18 May 2018

Reidentification

Protecting unit-record level personal information: The limitations of de-identification and the implications for the Privacy and Data Protection Act by Vanessa Teague, Chris Culnane and Benjamin Rubinstein for the Office of the Victorian Information Commissioner (OVIC) offers cautions about de-identication in Victoria's public and private sectors.

The report states
De-identification is a subject that has received much attention in recent years from privacy regulators around the globe. Once touted as a silver bullet for protecting the privacy of personal information, the reality is that when it involves the release of data to the public, the process of de-identification is much more complex. 
As improvements in technology increase the type and rate at which data is generated, the possibility of re-identification of publicly released data is greater than ever. Auxiliary information – or secondary information – can be used to connect an individual to seemingly de-identified data, enabling an individual’s identity to be ascertained.

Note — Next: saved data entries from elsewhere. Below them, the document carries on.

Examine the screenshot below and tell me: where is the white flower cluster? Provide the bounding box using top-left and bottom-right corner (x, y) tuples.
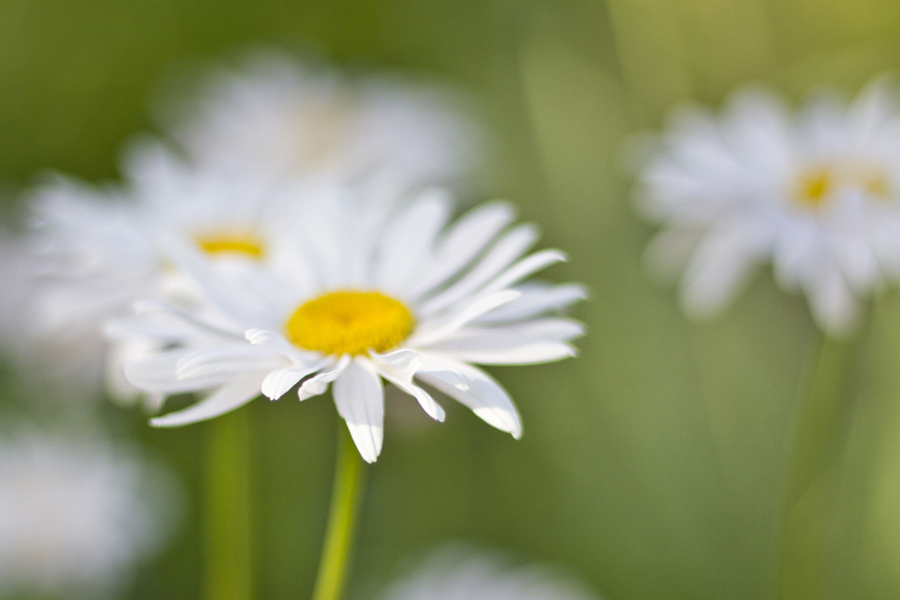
(0, 429), (177, 599)
(634, 77), (900, 335)
(0, 54), (584, 463)
(379, 546), (601, 600)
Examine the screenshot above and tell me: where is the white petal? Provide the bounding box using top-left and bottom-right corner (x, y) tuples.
(831, 236), (881, 294)
(679, 224), (766, 318)
(415, 351), (522, 438)
(150, 373), (264, 427)
(723, 88), (793, 174)
(176, 344), (284, 380)
(772, 222), (819, 288)
(474, 249), (567, 299)
(246, 328), (320, 364)
(266, 237), (318, 300)
(426, 338), (576, 365)
(368, 348), (421, 380)
(492, 317), (585, 340)
(104, 315), (195, 343)
(418, 224), (538, 316)
(405, 201), (517, 299)
(422, 319), (583, 365)
(134, 301), (243, 340)
(296, 197), (354, 289)
(332, 359), (385, 463)
(641, 227), (704, 284)
(297, 355), (351, 400)
(125, 350), (231, 394)
(849, 76), (896, 141)
(806, 261), (859, 337)
(408, 290), (520, 346)
(163, 237), (283, 329)
(473, 282), (586, 324)
(376, 189), (452, 292)
(369, 350), (445, 422)
(260, 360), (329, 400)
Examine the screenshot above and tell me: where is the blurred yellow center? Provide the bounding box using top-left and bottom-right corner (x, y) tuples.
(195, 233), (265, 258)
(795, 169), (832, 208)
(861, 170), (892, 200)
(285, 291), (415, 356)
(794, 163), (893, 209)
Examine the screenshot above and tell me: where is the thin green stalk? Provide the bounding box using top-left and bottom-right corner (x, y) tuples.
(780, 333), (857, 600)
(311, 423), (367, 600)
(204, 409), (254, 600)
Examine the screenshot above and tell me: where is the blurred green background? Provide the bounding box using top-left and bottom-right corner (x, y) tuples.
(5, 0), (900, 598)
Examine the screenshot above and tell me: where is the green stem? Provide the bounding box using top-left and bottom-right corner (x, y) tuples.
(311, 423), (367, 600)
(204, 409), (254, 600)
(780, 333), (857, 600)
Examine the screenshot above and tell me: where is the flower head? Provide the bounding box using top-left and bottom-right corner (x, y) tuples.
(164, 53), (484, 205)
(379, 546), (601, 600)
(634, 77), (900, 335)
(0, 429), (178, 598)
(120, 191), (585, 462)
(1, 142), (296, 404)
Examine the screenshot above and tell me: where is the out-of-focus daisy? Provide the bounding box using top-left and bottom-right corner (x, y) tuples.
(0, 429), (179, 598)
(633, 78), (900, 335)
(378, 546), (601, 600)
(0, 198), (156, 403)
(120, 191), (585, 462)
(1, 142), (295, 405)
(164, 53), (484, 215)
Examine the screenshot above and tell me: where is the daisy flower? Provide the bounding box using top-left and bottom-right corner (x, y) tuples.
(164, 53), (484, 215)
(379, 546), (601, 600)
(121, 191), (585, 462)
(0, 185), (158, 402)
(2, 141), (295, 404)
(0, 429), (178, 598)
(634, 77), (900, 335)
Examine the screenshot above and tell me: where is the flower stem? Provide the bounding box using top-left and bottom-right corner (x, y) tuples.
(204, 409), (254, 600)
(311, 422), (367, 600)
(780, 333), (857, 600)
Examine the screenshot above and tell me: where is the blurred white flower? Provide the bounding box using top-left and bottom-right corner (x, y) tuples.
(379, 546), (601, 600)
(0, 209), (154, 404)
(119, 190), (585, 463)
(164, 53), (485, 215)
(0, 429), (178, 598)
(633, 78), (900, 335)
(0, 142), (295, 405)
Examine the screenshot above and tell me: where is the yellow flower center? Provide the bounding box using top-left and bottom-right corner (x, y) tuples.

Auxiliary information can come from anywhere, including other publicly available sources online. 
In recent examples of successful re-identification that we have seen in Australia, it is clear that those releasing de-identified data did not appreciate the auxiliary information that would be available for re-identification – in that they did not expect re-identification would be possible. Individual data elements may be non-distinct and recognisable in many people, but a combination of them will often be unique, making them attributable to a specific individual. This is why de-identification poses a problem for unit-record level data.
 OVIC comments
This report is one of a number of publications on de-identification produced by, or for, the Victorian public sector. Notably, in early 2018 Victoria’s Chief Data Officer issued a de-identification guideline to point to what ‘reasonable steps’ for de-identification looks like in the context of data analytics and information sharing under the Victorian Data Sharing Act 2017 (VDS Act). This paper is not aimed at the work conducted by the Victorian Centre for Data Insights (VCDI), where information sharing occurs within government with appropriate controls, and it is not intended to inhibit that work. Rather, it speaks to the use of de-identification more broadly, in circumstances where so-called ‘de-identified’ data is made freely available through public or other less inhibited release of data sets, which occurs in so-called “open data” programs. This report should be interpreted in that context. ...

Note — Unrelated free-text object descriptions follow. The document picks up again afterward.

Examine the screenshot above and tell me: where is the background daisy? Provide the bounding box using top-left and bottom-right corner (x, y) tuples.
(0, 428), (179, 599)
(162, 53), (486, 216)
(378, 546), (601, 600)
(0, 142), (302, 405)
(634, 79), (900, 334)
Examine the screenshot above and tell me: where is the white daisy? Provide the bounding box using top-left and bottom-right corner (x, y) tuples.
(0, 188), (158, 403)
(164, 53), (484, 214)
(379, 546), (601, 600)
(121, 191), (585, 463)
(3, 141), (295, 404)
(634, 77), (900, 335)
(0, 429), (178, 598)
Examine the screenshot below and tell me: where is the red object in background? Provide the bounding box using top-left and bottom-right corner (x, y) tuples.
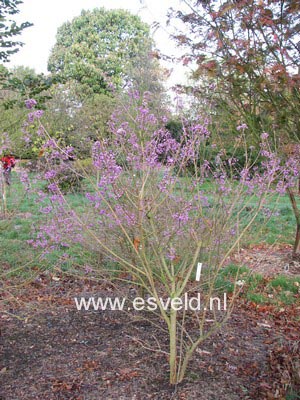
(1, 156), (16, 170)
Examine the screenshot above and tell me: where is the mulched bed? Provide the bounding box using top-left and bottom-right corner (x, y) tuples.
(1, 270), (299, 400)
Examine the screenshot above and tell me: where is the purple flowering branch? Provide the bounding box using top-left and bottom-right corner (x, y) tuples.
(22, 93), (300, 384)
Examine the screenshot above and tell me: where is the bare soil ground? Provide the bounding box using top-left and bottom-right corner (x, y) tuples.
(1, 246), (299, 400)
(230, 243), (300, 277)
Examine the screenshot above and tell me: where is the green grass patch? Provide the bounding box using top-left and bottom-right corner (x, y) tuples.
(269, 275), (300, 294)
(246, 293), (269, 304)
(214, 265), (300, 305)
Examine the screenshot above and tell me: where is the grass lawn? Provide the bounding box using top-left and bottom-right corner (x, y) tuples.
(0, 171), (299, 283)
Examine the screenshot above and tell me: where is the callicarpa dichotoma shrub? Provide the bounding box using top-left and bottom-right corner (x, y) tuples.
(23, 93), (299, 384)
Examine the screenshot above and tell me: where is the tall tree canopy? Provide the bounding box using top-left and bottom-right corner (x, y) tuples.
(48, 8), (162, 95)
(0, 0), (32, 62)
(173, 0), (300, 144)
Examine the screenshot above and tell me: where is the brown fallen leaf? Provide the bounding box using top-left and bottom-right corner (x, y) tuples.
(118, 368), (140, 381)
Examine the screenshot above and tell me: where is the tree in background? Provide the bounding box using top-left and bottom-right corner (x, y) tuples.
(0, 65), (59, 158)
(46, 8), (167, 156)
(0, 0), (32, 63)
(172, 0), (300, 145)
(48, 8), (165, 97)
(41, 86), (116, 158)
(0, 65), (54, 108)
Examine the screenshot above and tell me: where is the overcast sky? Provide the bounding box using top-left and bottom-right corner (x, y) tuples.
(8, 0), (190, 86)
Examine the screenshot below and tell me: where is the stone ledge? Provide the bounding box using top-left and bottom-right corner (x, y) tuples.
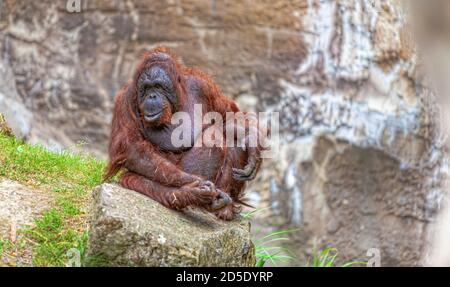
(86, 183), (255, 267)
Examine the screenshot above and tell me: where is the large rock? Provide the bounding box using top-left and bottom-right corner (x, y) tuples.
(86, 184), (255, 267)
(0, 179), (54, 239)
(0, 179), (54, 267)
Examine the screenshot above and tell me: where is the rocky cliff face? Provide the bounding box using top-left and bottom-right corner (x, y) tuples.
(0, 0), (445, 266)
(0, 0), (308, 154)
(251, 1), (444, 266)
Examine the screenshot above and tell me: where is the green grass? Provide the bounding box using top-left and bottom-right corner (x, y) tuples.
(308, 247), (367, 267)
(0, 239), (5, 256)
(0, 238), (15, 265)
(243, 208), (297, 267)
(0, 132), (105, 266)
(254, 229), (298, 267)
(244, 208), (367, 267)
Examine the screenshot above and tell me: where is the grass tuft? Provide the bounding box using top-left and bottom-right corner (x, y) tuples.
(243, 208), (297, 267)
(245, 208), (367, 267)
(0, 133), (105, 266)
(308, 247), (367, 267)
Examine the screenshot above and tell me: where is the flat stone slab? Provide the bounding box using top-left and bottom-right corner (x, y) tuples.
(0, 179), (54, 240)
(86, 183), (256, 267)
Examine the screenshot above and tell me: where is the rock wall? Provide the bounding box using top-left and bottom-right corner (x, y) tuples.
(0, 0), (307, 154)
(408, 0), (450, 266)
(249, 0), (445, 266)
(0, 0), (445, 266)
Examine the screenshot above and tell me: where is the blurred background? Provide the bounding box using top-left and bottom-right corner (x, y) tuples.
(1, 0), (450, 266)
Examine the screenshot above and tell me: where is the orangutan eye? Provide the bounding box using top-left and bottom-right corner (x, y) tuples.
(153, 83), (167, 92)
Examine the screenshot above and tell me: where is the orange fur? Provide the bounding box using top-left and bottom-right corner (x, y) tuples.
(105, 47), (262, 220)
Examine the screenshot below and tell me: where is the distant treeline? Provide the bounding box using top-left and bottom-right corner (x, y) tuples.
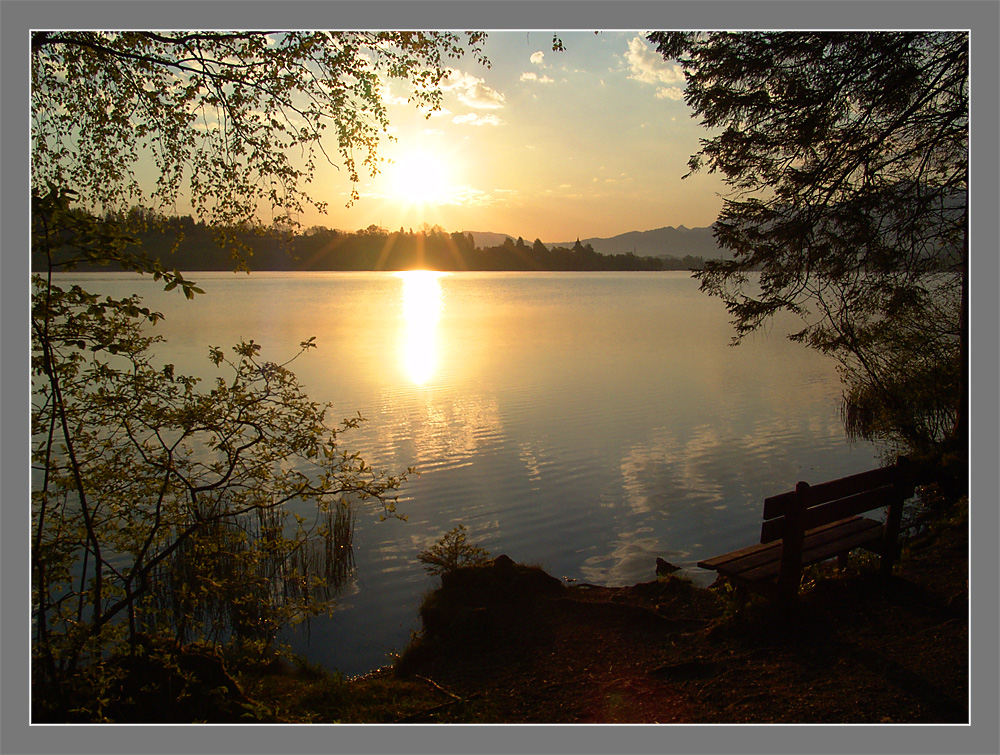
(36, 215), (707, 273)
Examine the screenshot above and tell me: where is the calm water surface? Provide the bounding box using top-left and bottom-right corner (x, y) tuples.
(62, 271), (882, 674)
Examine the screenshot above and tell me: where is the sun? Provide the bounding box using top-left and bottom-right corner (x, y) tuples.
(387, 149), (453, 206)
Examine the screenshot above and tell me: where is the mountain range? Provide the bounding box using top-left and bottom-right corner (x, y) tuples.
(467, 225), (732, 260)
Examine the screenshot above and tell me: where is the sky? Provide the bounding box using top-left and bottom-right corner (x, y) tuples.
(308, 31), (726, 243)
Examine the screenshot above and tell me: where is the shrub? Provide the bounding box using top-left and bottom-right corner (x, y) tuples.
(417, 525), (490, 576)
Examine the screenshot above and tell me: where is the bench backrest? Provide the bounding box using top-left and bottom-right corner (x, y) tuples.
(759, 457), (911, 544)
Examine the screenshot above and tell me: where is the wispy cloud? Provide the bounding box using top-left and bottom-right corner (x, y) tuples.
(441, 69), (505, 109)
(452, 113), (502, 127)
(624, 35), (684, 101)
(655, 87), (685, 101)
(441, 185), (518, 207)
(520, 72), (554, 84)
(360, 182), (505, 208)
(530, 51), (545, 65)
(379, 84), (410, 107)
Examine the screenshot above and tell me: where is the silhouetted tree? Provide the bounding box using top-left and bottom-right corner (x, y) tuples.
(651, 31), (968, 453)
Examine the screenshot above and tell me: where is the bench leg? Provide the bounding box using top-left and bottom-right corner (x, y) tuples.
(777, 580), (800, 605)
(881, 488), (905, 578)
(879, 553), (895, 579)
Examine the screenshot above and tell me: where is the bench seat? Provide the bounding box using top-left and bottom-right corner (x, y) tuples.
(698, 515), (884, 595)
(696, 458), (913, 602)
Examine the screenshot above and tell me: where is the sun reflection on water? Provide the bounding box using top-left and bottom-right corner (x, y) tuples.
(396, 270), (446, 385)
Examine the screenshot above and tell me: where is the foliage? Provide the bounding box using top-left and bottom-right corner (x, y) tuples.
(649, 32), (968, 452)
(31, 173), (410, 713)
(30, 29), (498, 720)
(31, 31), (488, 233)
(32, 632), (276, 723)
(417, 525), (491, 577)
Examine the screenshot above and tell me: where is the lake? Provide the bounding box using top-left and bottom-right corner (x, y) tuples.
(58, 271), (882, 675)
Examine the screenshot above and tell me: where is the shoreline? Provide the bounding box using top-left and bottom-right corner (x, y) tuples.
(303, 497), (968, 723)
(34, 496), (967, 724)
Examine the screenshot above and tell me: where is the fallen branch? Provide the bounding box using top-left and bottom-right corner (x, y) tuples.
(413, 674), (461, 701)
(395, 691), (483, 723)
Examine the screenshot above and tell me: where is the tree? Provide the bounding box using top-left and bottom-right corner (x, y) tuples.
(649, 32), (968, 453)
(32, 31), (487, 234)
(30, 30), (489, 719)
(31, 187), (415, 719)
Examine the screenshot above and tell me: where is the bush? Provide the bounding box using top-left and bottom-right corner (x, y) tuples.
(417, 525), (490, 577)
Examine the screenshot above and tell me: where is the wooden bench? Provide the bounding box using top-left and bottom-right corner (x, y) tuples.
(698, 457), (915, 603)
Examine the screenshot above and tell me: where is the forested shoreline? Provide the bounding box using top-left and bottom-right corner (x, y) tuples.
(34, 215), (705, 273)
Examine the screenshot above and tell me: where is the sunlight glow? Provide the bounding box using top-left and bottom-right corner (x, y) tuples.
(388, 150), (453, 206)
(397, 270), (446, 385)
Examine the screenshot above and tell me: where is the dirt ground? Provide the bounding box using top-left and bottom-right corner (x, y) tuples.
(372, 503), (969, 724)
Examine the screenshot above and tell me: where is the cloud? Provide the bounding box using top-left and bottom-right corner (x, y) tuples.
(439, 185), (518, 207)
(655, 87), (685, 101)
(442, 186), (494, 206)
(530, 51), (545, 65)
(452, 113), (502, 127)
(625, 35), (684, 87)
(441, 69), (505, 109)
(379, 84), (410, 107)
(520, 72), (554, 84)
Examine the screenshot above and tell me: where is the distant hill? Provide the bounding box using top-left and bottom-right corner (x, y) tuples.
(549, 226), (730, 260)
(465, 231), (516, 248)
(467, 227), (725, 258)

This report has been produced to demonstrate the complexities of de-identification and serve as a reminder that even if direct identifiers have been removed from a data set, it may still constitute ‘personal information’. The intention is not to dissuade the use of de-identification techniques to enhance privacy, but to ensure that those relying on and sharing de-identified information to drive policy design and service delivery, understand the challenges involved where the husbandry of that data is not managed. ... Public release of de-identified information may not always be a safe option, depending on the techniques used to treat the data and the auxiliary information that the public may have access to. Wherever unit level data – containing data related to individuals – is used for analysis, OVIC’s view is that this is most appropriately performed in a controlled environment by data scientists. Releasing the data publicly in the hope that ‘de-identification’ provides protection from a privacy breach is, as this paper demonstrates, a risky enterprise.
The authors go on to state
A detailed record about an individual that has been de-identified, but is released publicly, is likely to be reidentifiable, and there is unlikely to be any feasible treatment that retains most of the value of the record for research, and also securely de-identifies it. A person might take reasonable steps to attempt to deidentify such data and be unaware that individuals can still be reasonably identified.

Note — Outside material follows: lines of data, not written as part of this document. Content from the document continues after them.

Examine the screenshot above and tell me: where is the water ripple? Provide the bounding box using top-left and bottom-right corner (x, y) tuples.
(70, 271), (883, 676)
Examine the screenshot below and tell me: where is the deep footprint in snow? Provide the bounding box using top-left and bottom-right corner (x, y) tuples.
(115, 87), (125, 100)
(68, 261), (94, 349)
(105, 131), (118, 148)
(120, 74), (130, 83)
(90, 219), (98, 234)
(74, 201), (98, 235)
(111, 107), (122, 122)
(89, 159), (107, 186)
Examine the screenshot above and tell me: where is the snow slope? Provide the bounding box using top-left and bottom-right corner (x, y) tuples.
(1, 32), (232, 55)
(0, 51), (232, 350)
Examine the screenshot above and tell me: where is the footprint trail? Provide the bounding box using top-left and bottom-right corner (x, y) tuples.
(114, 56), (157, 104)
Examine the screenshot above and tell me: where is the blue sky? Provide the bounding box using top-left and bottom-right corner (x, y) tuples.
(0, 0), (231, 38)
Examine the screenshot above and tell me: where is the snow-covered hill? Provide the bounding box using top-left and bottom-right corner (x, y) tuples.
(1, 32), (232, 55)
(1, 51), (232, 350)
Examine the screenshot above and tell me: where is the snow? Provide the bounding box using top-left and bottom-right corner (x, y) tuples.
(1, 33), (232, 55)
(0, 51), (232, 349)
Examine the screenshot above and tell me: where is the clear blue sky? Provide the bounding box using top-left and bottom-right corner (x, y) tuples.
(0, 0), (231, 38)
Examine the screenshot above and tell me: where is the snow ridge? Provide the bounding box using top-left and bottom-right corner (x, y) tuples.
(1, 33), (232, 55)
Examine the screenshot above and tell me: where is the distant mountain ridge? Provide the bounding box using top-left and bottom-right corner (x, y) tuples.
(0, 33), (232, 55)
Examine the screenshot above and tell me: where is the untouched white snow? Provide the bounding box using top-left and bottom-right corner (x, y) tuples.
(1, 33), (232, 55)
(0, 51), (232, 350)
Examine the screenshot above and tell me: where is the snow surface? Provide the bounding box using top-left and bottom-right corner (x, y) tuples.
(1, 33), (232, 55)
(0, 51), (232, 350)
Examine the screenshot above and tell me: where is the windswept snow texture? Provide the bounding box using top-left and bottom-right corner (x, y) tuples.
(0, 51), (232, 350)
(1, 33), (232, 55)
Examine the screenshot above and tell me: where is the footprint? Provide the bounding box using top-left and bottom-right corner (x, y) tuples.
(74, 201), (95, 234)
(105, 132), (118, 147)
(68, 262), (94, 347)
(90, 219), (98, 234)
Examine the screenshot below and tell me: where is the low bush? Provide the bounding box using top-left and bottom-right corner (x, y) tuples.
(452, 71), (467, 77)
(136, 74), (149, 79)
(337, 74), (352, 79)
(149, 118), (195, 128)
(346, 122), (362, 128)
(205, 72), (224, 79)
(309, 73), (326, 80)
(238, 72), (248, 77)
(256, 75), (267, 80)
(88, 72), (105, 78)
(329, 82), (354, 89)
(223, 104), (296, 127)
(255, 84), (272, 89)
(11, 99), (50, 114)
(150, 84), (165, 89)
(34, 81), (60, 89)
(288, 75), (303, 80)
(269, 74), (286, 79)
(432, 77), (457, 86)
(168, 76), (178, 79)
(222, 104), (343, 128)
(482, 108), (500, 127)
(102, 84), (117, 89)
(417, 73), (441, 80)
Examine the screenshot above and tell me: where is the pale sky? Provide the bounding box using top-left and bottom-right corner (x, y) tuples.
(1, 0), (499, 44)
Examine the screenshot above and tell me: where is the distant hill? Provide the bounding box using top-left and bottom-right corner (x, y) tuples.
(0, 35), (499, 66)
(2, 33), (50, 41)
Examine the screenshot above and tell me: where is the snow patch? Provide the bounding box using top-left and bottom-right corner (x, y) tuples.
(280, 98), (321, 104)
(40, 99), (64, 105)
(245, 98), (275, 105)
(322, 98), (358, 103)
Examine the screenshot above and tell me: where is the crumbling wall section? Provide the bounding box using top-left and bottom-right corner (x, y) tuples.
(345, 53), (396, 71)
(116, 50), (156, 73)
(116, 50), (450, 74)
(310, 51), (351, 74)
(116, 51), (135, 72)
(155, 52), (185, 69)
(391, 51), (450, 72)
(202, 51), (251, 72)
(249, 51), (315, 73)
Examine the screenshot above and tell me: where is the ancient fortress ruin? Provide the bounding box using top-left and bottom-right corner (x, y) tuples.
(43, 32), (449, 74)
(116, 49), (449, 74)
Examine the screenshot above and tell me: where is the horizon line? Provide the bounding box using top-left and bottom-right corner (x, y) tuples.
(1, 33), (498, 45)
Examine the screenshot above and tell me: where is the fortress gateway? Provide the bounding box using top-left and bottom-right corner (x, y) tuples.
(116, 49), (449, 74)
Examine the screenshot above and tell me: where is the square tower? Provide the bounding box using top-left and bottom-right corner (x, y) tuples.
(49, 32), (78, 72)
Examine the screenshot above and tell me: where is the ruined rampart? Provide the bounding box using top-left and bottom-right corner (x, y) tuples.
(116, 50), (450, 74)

The word ‘de-identify’ is, unfortunately, highly ambiguous. It might mean removing obvious identifiers (which is easy) or it might mean achieving the state in which individuals cannot be ‘reasonably identified’ by an adversary (which is hard). It is very important not to confuse these two definitions. Confusion causes an apparent controversy over whether de-identification “works”, but much of this controversy can be resolved by thinking carefully about what it means to be secure. When many different data points about a particular individual are connected, we recommend focusing instead on restricting access and hence the opportunity for misuse of that data. Secure research environments and traditional access control mechanisms are appropriate.
Aggregated statistics, such as overall totals of certain items (even within certain groups of individuals) could possibly be safely released publicly. Differential privacy offers a rigorous and strong definition of privacy protection, but the strength of the privacy parameters must be traded off against the precision and quantity of the published data.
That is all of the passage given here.